The study presented here revolves around a 3-D zero-offset survey shot over a reef-fault block model using the physical modelling facilities at The University of Calgary. Dimensions and velocities for the model are taken from Keg River patch reefs or bioherms flanking the eastern Peace River Arch, northwestern Alberta. These reefs developed typically on or above prominent basement structures, which are thought to be fault-controlled in this area. 2-D seismic data from the Panny Field are available for interpretation, and a schematic 'reef-fault block (horst)' geological cross-section is presented here. Direct identification of such faulting on 2-D data is shown to be difficult. Erosion of such uplifted fault blocks produced basal clastic (Granite Wash) fault-scarp deposits in adjacent margins. The main objective of the Panny model is to image such a clastic layer beneath the reef. In real data, identification of any regular trends of these deposits and correlation with overlying bioherms would substantiate any theory on the tectonic control of such build-ups.
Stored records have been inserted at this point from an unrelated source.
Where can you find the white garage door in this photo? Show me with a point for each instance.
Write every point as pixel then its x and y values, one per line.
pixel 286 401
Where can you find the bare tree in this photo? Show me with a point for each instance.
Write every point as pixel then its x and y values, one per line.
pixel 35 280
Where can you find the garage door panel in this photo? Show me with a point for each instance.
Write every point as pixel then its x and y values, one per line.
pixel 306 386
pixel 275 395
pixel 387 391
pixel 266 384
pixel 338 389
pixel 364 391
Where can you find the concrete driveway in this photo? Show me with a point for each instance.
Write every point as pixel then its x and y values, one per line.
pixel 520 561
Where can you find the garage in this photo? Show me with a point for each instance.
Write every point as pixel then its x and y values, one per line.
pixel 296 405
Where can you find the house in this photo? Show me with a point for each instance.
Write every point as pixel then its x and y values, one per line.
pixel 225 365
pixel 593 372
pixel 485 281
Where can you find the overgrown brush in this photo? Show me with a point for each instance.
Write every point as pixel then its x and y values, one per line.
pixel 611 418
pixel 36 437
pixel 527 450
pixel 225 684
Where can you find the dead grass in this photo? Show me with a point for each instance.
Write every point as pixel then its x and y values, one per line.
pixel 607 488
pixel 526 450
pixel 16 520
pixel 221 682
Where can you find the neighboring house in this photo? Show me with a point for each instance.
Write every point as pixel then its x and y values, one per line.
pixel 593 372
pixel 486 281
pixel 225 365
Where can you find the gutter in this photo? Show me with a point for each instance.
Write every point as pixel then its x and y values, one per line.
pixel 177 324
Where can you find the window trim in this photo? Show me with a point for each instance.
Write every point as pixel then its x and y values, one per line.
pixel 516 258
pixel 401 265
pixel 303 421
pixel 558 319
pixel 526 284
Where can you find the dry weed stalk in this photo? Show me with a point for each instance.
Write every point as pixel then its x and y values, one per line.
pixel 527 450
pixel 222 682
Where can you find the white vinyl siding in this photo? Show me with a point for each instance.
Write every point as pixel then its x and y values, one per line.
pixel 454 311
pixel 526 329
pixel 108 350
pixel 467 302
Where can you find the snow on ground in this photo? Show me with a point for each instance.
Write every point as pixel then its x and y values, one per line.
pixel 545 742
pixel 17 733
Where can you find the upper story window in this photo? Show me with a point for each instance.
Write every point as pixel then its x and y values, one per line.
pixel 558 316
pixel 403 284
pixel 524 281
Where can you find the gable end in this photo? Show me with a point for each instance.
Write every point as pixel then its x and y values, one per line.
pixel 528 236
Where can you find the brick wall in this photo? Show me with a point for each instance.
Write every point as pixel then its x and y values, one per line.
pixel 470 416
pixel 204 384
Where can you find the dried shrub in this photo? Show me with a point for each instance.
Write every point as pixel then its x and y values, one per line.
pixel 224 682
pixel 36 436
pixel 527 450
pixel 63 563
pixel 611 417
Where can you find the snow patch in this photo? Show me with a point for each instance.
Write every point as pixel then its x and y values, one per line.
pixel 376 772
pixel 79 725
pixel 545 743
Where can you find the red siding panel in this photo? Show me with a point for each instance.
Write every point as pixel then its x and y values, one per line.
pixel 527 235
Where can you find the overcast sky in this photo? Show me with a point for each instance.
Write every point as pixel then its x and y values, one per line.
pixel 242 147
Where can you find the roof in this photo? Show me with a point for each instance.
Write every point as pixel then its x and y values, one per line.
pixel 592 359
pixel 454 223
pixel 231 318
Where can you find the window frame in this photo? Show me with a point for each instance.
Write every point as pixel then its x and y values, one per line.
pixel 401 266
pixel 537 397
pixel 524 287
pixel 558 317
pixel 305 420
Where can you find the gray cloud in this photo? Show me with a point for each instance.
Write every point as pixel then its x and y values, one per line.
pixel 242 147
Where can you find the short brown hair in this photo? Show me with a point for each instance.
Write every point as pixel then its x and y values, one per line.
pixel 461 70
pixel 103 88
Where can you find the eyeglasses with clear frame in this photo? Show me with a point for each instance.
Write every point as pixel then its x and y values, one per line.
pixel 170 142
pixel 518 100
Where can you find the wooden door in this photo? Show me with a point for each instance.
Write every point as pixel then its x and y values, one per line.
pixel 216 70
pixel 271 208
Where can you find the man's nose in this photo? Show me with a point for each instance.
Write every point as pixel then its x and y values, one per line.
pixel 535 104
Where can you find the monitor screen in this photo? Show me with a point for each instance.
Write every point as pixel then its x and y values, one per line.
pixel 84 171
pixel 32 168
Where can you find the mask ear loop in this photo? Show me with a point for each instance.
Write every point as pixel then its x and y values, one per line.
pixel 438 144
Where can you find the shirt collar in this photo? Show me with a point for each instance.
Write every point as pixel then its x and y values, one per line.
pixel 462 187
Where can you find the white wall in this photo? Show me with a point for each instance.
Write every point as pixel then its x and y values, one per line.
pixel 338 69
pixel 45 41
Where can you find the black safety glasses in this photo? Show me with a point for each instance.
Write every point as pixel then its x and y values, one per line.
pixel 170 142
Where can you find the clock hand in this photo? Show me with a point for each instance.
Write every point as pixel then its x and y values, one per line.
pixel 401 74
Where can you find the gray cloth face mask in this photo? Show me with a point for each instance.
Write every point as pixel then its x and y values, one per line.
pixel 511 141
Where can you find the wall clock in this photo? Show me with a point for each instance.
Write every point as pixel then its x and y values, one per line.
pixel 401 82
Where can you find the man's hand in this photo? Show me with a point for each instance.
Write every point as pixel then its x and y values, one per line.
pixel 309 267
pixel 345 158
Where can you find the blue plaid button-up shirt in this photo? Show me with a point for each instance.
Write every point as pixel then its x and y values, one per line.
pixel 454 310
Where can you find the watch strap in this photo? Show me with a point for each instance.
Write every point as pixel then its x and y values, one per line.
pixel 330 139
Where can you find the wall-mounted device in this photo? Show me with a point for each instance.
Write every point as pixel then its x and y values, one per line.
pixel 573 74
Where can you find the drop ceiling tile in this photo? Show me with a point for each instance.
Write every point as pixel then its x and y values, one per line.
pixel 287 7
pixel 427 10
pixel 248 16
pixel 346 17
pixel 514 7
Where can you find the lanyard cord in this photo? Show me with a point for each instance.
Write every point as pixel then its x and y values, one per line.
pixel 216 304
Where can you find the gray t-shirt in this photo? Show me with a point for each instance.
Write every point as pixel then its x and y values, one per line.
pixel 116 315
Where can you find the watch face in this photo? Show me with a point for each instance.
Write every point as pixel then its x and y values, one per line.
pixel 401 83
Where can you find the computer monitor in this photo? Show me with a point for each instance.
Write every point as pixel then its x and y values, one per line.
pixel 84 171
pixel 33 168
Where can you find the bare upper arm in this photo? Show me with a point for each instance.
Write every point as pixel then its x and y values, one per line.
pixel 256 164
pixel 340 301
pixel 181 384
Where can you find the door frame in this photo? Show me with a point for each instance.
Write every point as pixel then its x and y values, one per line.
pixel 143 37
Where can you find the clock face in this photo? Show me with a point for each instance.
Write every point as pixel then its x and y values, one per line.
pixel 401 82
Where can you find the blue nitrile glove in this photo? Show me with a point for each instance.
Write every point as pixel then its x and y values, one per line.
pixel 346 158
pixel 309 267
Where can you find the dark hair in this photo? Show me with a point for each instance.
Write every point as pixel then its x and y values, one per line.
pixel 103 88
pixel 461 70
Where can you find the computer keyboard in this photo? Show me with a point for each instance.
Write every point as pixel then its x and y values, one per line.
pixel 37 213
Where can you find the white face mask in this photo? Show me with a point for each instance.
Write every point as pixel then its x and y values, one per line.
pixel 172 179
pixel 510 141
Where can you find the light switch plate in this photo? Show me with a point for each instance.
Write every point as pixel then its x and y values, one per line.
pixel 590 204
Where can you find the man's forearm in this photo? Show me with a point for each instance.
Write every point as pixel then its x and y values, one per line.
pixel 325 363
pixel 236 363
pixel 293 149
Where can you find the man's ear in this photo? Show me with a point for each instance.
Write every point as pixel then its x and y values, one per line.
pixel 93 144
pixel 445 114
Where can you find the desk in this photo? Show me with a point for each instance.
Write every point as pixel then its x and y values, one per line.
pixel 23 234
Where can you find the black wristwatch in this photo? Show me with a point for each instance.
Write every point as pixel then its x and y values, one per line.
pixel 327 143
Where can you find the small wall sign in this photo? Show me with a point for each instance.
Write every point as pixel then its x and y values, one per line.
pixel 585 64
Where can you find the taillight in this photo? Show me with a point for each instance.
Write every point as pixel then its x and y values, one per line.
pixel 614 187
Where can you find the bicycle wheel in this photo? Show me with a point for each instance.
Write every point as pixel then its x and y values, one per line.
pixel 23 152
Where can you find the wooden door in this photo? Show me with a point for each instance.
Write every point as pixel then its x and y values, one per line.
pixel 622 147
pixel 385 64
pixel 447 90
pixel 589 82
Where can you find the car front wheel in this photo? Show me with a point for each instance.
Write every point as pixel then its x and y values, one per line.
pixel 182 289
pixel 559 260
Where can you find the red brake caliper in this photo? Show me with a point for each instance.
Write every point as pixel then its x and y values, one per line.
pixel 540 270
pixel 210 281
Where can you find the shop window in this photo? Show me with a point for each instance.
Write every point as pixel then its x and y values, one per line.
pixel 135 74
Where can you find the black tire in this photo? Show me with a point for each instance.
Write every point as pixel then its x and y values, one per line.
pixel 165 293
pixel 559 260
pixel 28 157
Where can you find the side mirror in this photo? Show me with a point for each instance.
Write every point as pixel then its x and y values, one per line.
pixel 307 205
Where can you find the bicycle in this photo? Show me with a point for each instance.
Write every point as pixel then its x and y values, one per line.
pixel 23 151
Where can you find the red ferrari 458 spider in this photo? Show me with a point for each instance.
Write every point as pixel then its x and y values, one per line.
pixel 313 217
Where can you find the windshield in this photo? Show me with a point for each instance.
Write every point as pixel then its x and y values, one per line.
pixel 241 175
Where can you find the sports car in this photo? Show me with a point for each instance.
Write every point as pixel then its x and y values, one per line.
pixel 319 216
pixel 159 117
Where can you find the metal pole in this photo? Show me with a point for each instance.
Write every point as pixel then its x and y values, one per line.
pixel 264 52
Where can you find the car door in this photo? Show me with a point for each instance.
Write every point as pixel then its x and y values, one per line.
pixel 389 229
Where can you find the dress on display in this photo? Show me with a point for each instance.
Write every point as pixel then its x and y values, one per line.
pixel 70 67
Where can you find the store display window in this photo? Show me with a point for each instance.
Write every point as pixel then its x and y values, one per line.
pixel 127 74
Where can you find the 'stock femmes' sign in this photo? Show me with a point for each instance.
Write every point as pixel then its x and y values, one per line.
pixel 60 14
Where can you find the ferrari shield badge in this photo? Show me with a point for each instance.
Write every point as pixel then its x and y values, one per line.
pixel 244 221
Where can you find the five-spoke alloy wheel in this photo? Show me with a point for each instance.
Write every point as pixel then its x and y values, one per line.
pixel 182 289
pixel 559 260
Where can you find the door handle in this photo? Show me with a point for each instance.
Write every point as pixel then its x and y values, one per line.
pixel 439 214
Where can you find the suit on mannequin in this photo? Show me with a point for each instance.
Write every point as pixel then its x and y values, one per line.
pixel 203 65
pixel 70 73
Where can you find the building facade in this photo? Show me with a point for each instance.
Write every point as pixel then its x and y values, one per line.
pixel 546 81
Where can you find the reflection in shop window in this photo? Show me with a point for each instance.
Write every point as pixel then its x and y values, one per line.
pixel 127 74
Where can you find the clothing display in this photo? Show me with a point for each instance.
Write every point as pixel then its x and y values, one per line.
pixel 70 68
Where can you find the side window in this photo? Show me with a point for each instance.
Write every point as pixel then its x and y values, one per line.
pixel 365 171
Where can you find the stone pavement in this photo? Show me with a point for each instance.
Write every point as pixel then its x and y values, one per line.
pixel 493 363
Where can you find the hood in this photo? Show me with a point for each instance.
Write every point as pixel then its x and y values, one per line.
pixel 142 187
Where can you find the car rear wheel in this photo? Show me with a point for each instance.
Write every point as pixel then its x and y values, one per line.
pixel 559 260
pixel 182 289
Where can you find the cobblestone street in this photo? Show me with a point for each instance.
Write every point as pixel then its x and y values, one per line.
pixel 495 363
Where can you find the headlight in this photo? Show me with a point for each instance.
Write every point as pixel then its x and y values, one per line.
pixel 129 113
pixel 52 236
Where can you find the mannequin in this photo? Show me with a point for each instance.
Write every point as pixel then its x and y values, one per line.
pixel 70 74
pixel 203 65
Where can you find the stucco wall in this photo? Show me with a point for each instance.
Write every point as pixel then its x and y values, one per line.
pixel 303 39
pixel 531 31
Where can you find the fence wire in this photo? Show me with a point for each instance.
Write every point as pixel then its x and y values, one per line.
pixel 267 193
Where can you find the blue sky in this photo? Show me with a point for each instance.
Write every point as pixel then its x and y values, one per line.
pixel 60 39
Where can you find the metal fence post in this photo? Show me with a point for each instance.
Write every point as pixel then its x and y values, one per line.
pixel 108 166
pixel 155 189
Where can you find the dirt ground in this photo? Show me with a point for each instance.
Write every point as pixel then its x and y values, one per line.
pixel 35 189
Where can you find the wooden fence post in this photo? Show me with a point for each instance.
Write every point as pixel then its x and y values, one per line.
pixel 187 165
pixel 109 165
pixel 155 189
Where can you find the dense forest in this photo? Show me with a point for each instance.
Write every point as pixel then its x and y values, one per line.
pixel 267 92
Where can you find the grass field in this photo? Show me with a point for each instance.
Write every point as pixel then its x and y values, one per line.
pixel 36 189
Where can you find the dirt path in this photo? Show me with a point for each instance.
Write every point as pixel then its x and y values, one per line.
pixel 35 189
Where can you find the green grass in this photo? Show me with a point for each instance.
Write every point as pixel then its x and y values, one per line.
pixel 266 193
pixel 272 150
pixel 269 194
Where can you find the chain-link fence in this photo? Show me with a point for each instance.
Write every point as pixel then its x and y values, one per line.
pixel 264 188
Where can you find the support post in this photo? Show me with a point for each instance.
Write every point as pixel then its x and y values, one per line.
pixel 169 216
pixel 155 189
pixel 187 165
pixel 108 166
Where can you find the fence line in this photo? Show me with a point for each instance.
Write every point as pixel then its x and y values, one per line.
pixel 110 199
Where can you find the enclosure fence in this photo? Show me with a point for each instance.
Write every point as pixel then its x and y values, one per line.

Such a scenario is used as the geological template for the physical model construction. Physical modelling is described in terms of 3-D zero-offset acquisition, processing and interpretation. A number of vertical and horizontal sections are displayed. Timeslice investigation shows that the areal extent of the basal clastic fault block is particularly well imaged, even beneath a large part of the reef. 3-D numerical modelling of a similar structure has also successfully delineated the regular margins of this layer, thereby identifying fault positions.

Another aim of the model is to uncover interpretation pitfalls with 2-D data. Through numerical modelling it can be shown that certain anomalies observed on physical-model seismic sections are sideswipe reflections. Therefore, this study shows that, in dealing with 2-D data reefs may be inferred along lines shot away from the actual reef. This may frequently result in false imaging on 2-D data.